After meeting the president and hosting dignitaries at the U.S. Department of Energy (DOE), the Cummins-Peterbilt SuperTruck is finally getting a rest.

But the most significant part of its more than four-year journey could just be starting.

“We learned a tremendous amount not just about features like waste heat recovery but about the base engine itself,” said David Koeberlein, Cummins Principal Investigator for SuperTruck. “This has been an extremely valuable project.”

Done in partnership with the DOE, SuperTruck started in 2012 to spur innovation in the industry. Cummins partnered with the Peterbilt Motors Company, a division of PACCAR, to lead one of several SuperTruck teams. Their team had several objectives as part of the public-private partnership, including demonstration of a clean and highly efficient engine with an advanced waste heat recovery system and an aerodynamic tractor and trailer.

The Cummins-Peterbilt SuperTruck made headlines in February of 2014 when the companies announced it achieved 10.7 miles per gallon (mpg) under real-world driving conditions. At one time, that would have been considered impossible. Most trucks today get between about 5.5 and 6.5 mpg.
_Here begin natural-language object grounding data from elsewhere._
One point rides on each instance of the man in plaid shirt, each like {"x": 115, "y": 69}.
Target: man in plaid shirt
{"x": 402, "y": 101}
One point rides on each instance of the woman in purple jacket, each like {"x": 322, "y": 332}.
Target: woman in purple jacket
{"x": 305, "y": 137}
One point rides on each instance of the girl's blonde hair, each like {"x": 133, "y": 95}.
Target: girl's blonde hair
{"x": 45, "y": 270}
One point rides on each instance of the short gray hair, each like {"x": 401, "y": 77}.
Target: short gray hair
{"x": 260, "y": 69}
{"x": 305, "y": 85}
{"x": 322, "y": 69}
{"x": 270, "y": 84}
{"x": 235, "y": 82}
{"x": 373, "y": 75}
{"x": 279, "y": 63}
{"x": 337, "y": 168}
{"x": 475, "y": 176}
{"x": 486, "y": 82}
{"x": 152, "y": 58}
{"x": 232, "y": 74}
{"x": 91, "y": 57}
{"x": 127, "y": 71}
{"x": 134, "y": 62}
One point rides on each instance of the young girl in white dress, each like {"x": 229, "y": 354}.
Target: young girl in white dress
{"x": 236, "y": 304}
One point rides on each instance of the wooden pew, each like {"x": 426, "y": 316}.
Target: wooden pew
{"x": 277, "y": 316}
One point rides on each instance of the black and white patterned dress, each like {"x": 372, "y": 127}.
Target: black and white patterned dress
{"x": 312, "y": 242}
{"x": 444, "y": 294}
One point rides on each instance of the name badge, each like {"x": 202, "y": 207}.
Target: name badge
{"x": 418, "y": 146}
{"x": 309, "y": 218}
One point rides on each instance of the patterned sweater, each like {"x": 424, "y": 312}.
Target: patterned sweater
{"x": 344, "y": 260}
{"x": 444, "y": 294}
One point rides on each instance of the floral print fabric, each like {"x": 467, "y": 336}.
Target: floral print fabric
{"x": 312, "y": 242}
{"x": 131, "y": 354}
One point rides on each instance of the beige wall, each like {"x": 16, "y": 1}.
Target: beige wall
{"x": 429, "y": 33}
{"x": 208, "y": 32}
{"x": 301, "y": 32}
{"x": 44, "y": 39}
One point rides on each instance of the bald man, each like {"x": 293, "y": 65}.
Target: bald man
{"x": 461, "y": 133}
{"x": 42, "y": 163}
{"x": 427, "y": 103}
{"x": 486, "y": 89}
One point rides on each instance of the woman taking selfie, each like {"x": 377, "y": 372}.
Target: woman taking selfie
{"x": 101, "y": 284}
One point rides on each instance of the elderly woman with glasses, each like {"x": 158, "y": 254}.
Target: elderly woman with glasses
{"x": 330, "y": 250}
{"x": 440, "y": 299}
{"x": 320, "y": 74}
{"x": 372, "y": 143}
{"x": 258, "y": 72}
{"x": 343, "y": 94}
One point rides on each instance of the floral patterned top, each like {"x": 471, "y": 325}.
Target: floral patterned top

Using the industry leading Peterbilt Model 579 tractor, the Cummins- Peterbilt SuperTruck was powered by an engine based on the Company’s ISX15. It converted exhaust heat into power delivered to the crankshaft, used route information to optimize fuel use, and included many other features.

When U.S. President Barack Obama called for new fuel-efficiency standards for medium- and heavy-duty commercial vehicles in 2014, he did it in front of the SuperTruck developed by Cummins and Peterbilt.